Tunnels led tradesmen up from the road to the trade entrance of the house so that those within wouldn’t have to see their carts. A woodland walk and steps led down to the beach where a bath-house was built into the cliff to enable Ada to bathe in privacy. 

The house, in the style of those to be found around the Italian Lakes, had an impressive clock tower. The gardens themselves consisted of walks, one above the other and backed by a row of alcoves, joined by spiral stairs. Beyond these were a series of gardens, walled at the back and sides and facing out of the woods down to the river below. These contained hot-houses. Decorative towers, turrets and archways were littered amongst the wooded walks.

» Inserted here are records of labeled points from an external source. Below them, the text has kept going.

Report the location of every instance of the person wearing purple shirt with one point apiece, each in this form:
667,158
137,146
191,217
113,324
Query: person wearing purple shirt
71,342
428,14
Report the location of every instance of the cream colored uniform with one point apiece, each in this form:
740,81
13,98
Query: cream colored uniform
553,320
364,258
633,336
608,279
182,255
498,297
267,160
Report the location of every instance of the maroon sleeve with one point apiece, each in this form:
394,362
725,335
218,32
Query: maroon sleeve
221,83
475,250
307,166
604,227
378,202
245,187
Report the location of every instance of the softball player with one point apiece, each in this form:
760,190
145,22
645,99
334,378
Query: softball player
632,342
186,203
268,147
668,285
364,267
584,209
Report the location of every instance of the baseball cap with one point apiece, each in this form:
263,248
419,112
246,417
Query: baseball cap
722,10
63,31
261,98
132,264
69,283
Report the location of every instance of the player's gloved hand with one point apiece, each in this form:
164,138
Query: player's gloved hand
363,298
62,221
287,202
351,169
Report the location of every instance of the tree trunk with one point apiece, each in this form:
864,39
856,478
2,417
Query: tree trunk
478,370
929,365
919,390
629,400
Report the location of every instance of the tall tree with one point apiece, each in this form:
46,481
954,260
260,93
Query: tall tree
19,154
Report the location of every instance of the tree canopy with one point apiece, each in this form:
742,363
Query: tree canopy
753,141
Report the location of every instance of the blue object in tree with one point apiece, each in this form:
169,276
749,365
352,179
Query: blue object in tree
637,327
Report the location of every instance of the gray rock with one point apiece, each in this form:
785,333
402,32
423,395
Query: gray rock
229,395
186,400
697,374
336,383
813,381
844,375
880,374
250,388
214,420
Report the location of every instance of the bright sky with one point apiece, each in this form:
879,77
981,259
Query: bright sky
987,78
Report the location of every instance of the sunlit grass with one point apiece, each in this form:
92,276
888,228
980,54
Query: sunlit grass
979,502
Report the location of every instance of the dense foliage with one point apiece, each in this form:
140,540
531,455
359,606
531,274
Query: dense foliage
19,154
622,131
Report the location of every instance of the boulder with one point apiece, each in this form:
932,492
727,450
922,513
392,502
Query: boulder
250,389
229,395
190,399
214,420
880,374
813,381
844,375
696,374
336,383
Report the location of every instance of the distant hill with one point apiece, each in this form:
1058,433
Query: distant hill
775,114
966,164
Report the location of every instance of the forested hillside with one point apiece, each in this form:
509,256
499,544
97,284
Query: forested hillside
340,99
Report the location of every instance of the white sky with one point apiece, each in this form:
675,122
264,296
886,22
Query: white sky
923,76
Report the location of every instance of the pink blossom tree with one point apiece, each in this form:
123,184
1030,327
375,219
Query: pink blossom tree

By 1939 the house had been let out to Dr Barnardos for the duration of the war and in 1950 it became a Country Club. By now the house had fallen into a bad state of repair and when the Country Club was closed after acquiring a dubious reputation, its owner, the 4th Earl of Lytton, decided to pull it down.

Although the house has been demolished, the gardens count as a ruin in their own right, although private property and used as a pheasant run for the local shoot. The archways and spiral staircase are still to be seen as well as intriguing little dark passageways which lead away in the hills. Most of the tunnels have now been demolished, for safety, or bricked up but I remember, as a child, how eerie it was to walk along a curving tunnel where, in the middle, no daylight could be seen except through a little square hole in the roof. The photos show some of the features that remain and they can also be picked out in the black and white photograph on the left – in particular the tower in the left of the photo, which is pictured in the second photo from the right.